Même syndrome chez DJ Darky, l’anti-héros de Slumberland, de Paul Beatty, qui mixe également à Berlin, après avoir quitté Los Angeles. Désabusé, il s’interroge sur la négritude et sur son identité, tout en faisant tourner les disques sur ses platines. Il a une mémoire phénoménale, retient tous les sons, mais demeure obnubilé par le beat parfait, pour lequel il mènera une étrange quête, quasi mystique, pour devenir véritablement la “Joconde sonique”. Oui, les DJ’s peuvent sauver des vies. En France, Vincent Borel raconte, dans Un Ruban noir, l’épopée d’un homme malade du sida, qui part à Barcelone dans des méga raves où la techno trance, l’ecstasy et l’amour pourraient le mener à la guérison. Pour ces personnages cabossés, qui aimeraient juste “y arriver”, une seule certitude, finalement : “God is a DJ”…

 Cédric Fabre

POMMES et BLOCK PARTY de Richard Milward (POINTS/SEUIL ET ASPHALTE)

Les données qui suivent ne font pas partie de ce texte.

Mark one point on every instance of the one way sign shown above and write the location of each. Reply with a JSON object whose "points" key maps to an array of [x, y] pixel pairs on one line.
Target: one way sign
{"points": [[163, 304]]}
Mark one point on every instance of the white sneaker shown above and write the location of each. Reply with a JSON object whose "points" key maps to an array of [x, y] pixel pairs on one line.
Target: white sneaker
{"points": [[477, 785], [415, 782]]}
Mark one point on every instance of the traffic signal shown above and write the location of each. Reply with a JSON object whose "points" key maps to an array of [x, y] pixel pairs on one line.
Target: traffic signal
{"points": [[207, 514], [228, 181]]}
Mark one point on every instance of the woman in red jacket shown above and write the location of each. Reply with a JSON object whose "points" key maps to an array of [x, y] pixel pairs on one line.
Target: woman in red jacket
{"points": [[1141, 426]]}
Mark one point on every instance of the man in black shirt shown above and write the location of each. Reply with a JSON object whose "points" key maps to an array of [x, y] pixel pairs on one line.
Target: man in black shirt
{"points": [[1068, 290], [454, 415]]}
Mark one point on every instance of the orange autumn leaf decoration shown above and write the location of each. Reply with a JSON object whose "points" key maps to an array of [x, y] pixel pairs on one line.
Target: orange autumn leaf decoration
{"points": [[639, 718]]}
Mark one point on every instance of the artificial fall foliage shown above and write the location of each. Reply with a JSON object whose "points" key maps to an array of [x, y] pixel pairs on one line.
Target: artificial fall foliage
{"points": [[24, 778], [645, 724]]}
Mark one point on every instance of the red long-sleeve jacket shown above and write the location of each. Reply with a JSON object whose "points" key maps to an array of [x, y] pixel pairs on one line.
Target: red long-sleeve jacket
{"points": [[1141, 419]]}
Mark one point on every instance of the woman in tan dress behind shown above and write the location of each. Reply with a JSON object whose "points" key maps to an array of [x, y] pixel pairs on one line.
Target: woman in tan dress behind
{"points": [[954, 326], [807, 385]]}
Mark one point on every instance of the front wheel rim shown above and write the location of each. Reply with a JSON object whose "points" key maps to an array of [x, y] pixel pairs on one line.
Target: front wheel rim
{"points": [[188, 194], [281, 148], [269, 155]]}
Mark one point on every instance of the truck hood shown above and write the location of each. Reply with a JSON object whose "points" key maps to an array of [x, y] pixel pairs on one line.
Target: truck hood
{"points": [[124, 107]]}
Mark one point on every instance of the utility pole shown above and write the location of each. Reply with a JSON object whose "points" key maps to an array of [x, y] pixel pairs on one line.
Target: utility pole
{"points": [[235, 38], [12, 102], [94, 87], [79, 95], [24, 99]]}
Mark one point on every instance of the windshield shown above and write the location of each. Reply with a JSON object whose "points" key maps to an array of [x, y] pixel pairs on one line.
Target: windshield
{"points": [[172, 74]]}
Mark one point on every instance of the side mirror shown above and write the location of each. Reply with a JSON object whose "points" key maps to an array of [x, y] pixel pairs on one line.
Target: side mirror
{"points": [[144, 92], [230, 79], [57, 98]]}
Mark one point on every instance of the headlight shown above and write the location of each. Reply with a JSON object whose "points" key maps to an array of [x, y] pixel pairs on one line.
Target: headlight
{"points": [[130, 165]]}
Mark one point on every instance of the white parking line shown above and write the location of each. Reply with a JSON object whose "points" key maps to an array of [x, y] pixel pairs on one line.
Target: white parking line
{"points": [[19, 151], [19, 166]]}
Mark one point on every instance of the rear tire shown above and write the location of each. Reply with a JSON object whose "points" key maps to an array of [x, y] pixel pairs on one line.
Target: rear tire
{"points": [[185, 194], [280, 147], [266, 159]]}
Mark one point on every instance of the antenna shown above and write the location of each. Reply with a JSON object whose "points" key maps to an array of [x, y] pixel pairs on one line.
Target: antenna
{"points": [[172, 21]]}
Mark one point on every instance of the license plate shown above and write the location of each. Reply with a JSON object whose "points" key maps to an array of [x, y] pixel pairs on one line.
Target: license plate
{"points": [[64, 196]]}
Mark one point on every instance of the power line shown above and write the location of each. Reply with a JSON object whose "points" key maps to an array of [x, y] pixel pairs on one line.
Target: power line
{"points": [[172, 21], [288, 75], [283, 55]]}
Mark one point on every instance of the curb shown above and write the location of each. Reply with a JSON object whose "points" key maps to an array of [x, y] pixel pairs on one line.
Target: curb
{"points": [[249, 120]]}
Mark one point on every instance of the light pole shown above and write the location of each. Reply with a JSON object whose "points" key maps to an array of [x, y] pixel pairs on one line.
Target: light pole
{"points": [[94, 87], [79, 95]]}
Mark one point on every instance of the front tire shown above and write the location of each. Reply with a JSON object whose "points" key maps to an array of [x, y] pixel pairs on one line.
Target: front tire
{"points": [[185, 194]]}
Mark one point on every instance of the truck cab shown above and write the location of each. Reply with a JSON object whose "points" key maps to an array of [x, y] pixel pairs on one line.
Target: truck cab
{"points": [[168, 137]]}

ACID QUEEN de Nicholas Blincoe (GALLIMARD/SÉRIE NOIRE)

LA VILLE DISJONKTÉE de José Ángel Mañas (MÉTAILIÉ)

PANDA SEX de Mian Mian (LE DIABLE VAUVERT)

À CONTRESENS de Tom Liehr (ASPHALTE)

SLUMBERLAND de Paul Beatty (SEUIL) 

UN RUBAN NOIR de Vincent Borel (BABEL/ACTES SUD, RÉED. J’AI LU)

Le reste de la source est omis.